I am a chemical engineer and materials scientist! My research areas include recycling used nuclear fuel, corrosion of advanced nuclear reactor systems, and liquid metal batteries. I just finished my tenure as President of the Penn State Science Policy Society and I also love teaching!
What made you want to become a scientist?
Since I was a young kid, I knew climate change was a huge problem facing our world. It also happened to pose some really interesting problems in terms of creating alternative sources of energy. While I was at Northeastern, I worked a couple of different co-op jobs in the energy field. Eventually I realized that in order to synthesize the knowledge needed to make huge advances in energy technology, I needed more training in how to think (hence the Ph.D.!) Moving forward, I can take my excitement for solving problems with my training in how to think to get us to a better future.

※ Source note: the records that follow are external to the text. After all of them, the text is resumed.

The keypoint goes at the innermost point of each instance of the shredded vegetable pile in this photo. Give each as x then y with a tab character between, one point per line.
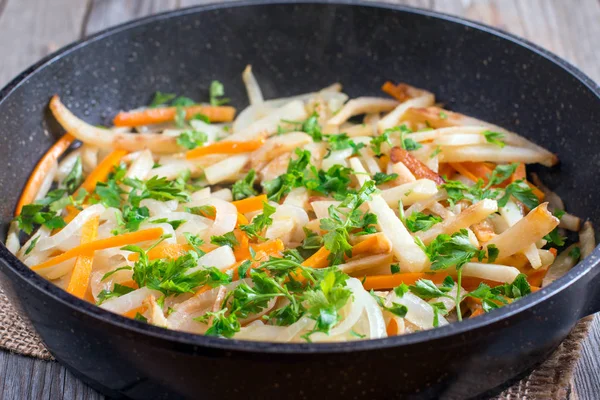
309	218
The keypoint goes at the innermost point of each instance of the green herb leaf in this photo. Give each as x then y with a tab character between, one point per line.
118	291
446	251
380	178
227	239
494	138
217	91
419	221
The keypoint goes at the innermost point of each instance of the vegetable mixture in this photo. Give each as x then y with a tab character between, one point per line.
309	218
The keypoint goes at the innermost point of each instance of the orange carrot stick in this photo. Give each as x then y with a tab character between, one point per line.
250	204
318	260
100	173
241	251
242	220
101	244
392	327
165	114
399	91
41	170
170	250
80	277
225	148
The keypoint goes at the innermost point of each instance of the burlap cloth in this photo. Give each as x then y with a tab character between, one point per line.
549	381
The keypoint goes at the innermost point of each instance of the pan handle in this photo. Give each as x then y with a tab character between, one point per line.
592	289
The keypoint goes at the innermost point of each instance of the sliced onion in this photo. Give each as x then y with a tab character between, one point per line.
72	228
159	208
129	301
225	215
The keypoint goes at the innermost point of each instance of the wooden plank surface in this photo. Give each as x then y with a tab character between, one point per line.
31	29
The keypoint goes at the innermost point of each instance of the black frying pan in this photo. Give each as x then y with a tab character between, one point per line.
295	48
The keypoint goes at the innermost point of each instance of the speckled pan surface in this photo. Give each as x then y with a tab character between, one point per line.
294	48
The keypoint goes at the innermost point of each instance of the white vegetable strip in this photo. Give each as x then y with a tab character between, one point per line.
129	301
533	227
107	139
392	119
362	105
408	253
293	111
225	215
225	170
492	272
72	228
470	216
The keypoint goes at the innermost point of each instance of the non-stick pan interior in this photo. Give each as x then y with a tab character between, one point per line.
300	48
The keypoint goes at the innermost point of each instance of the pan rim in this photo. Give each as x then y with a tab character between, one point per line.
161	334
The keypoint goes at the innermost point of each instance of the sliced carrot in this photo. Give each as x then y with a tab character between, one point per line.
399	91
536	276
225	148
80	277
241	251
170	250
392	327
319	259
100	173
242	220
71	213
165	114
419	170
133	312
41	170
446	170
250	204
101	244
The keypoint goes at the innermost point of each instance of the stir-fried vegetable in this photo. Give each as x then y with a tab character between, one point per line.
298	221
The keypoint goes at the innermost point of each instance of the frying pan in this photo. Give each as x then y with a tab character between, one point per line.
294	48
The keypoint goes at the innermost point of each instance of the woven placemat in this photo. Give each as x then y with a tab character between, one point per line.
549	381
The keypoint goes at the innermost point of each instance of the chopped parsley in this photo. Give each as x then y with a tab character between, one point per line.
192	139
494	138
227	239
419	221
216	92
380	178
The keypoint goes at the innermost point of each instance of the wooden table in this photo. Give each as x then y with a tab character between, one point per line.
30	29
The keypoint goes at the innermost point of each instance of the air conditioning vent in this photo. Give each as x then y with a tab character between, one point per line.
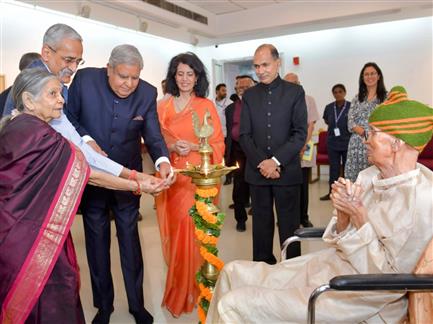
163	4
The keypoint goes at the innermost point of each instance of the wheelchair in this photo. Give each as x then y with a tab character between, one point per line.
402	282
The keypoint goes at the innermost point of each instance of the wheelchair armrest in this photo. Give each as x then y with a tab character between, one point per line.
310	232
382	282
389	282
301	234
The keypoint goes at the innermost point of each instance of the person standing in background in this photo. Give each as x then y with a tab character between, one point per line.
188	85
306	163
234	154
126	109
335	116
371	93
272	133
221	103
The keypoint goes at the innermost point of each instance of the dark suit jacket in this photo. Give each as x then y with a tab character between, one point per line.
116	124
274	123
228	140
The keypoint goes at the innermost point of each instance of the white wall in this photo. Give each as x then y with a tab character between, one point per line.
23	27
402	49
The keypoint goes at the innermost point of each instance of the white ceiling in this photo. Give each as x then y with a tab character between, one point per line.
237	20
219	7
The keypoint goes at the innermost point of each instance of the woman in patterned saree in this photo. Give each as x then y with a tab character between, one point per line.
371	93
188	84
42	177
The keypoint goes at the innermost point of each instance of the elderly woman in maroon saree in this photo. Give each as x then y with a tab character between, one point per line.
42	177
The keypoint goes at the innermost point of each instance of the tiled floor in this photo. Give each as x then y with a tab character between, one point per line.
232	246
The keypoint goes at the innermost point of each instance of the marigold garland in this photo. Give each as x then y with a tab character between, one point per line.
207	230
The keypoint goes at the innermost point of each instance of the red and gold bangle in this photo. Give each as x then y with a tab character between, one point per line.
133	176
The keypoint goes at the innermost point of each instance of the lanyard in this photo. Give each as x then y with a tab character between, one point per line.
341	112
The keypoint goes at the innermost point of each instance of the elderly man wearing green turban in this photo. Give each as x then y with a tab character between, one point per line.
382	224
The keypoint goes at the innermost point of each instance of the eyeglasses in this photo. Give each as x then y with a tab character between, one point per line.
67	59
371	74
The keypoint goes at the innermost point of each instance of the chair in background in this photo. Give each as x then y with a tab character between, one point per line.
322	152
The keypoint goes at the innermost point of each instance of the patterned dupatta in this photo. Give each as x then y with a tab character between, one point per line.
42	177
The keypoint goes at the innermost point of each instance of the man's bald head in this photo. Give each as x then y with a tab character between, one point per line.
292	77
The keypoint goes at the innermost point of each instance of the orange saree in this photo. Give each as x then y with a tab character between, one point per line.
179	246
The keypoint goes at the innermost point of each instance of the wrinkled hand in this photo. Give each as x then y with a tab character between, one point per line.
346	198
152	185
269	169
96	148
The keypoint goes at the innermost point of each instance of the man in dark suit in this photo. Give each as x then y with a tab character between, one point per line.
116	109
235	154
272	133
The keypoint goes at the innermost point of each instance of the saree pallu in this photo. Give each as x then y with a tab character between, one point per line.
42	178
179	245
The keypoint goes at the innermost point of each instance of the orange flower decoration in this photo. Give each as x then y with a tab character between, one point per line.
207	193
204	212
212	259
205	238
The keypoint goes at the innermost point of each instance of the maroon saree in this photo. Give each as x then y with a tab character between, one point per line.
42	177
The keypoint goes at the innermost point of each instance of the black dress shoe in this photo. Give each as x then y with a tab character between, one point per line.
142	317
102	316
325	197
241	227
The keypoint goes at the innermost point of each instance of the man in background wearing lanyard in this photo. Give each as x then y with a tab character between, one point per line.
335	116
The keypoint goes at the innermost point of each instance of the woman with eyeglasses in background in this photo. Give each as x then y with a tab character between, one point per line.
372	92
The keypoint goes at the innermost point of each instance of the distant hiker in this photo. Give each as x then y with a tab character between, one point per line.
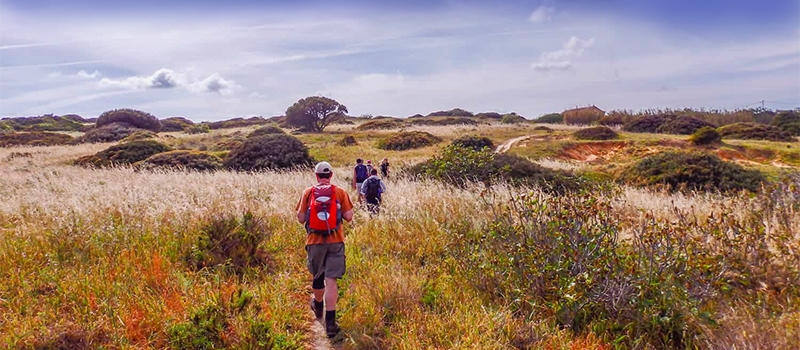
385	167
372	190
360	174
321	209
369	167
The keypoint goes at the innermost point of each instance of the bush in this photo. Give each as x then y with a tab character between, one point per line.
276	151
175	124
595	133
611	120
183	159
347	141
139	135
135	118
552	118
788	121
266	130
753	131
692	171
408	140
230	242
682	125
705	136
459	166
666	124
196	129
35	138
123	154
381	124
474	142
512	118
109	133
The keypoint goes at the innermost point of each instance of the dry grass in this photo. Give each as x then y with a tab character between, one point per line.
96	255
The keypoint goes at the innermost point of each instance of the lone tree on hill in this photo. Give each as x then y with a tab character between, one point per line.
314	113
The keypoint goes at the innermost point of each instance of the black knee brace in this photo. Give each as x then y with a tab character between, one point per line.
319	283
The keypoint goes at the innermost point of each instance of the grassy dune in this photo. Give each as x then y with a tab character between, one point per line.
99	258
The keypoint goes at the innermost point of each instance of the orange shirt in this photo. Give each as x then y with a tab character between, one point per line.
344	200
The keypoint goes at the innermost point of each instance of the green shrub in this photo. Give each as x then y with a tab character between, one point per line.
691	171
230	242
381	124
611	120
196	129
35	138
175	124
133	117
753	131
347	141
276	151
183	159
595	133
788	121
405	140
552	118
139	135
266	130
459	166
512	118
705	136
123	154
474	142
109	133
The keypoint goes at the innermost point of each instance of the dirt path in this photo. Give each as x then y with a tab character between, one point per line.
503	148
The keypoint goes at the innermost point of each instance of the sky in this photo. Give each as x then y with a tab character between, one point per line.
213	60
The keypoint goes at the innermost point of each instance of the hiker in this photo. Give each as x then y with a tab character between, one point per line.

“I look forward to being a mentor/role-model to other budding scientists/engineers in the LGBTQ+ community, because every person should bring their whole self to their position and be able to celebrate all parts of themselves in all settings.”Tom Nigl
What makes you a #UniqueScientist?
I am a first generation college and Ph.D. student, so when I was making my way through high school, college, and grad school, I often had to navigate the admissions processes and program experiences by seeking out other mentors and resources on my own (with exuberant support from my parents and family!) I also am a gay man, and I look forward to being a mentor/role-model to other budding scientists/engineers in the LGBTQ+ community, because every person should bring their whole self to their position and be able to celebrate all parts of themselves in all settings.
What’s something cool you do outside of work?
I am pretty obsessed with sports, mostly Boston sports teams and the Olympics! I swear, half of my clothing is somehow related to a professional Boston sports team. Being from the Greater Boston area and having a competitive side, I get a thrill every time I watch a home run knocked out of Fenway or a goal made in OT. Then every two years I get wicked excited watching all of the winter or summer Olympic events, which then spills over into grad school as I’m walking into lab listening to the Olympics theme. Plus I have a collection of different items from different Olympics host cities that I’ve visited!
If you had one wish and could change anything in science, what would it be?
I wish the funding model for scientific research [was] much easier for principal investigators. The process for writing grants and proposals to get enough funding for one project is gratuitously lengthy and very unpredictable. The managers and PI’s end up spending much more time securing funding and less time mentoring their employees/students, creating new knowledge, or solving the problems plaguing our world.
“Moving forward, I can take my excitement for solving problems with my training in how to think to get us to a better future.”Tom Nigl
Who has inspired you the most in your journey to where you are now?
My parents are absolutely the ones who started me on the path I am on today, with my mom constantly bringing me to museums and educational programs, and my dad supplying anything for my science fair projects and helping me build that PVC flute for Science Olympiad. One of my college professors, Luke Landherr, is a huge role model of mine, because he is the professor that no student presents less than their very best and the students know with his teaching, they can achieve their very best. He has inspired me to teach multiple semesters with my whole heart and go into teaching. The joy of seeing students understand concepts they’ve [struggled with] is a joy matched by few others. And today, my wonderful fiancé Nate is my rock; he makes me smile and laugh on the worst of days, he makes my heart full, and he is my daily motivation to continue moving forward towards making a difference in this world.
Let’s end on a high note! What’s something you’ve done this week that you’re proud of?
I’ve been putting together an LGBTQ+ Excellence in STEM event at Penn State for over a year now. We finally hosted it this past and I couldn’t be happier with how it turned out. The event featured an incredible group of speakers spanning so many identities, fields, and career experiences. Every attendee I spoke with was inspired and learned so much, and the whole experience just exuded pure excellence.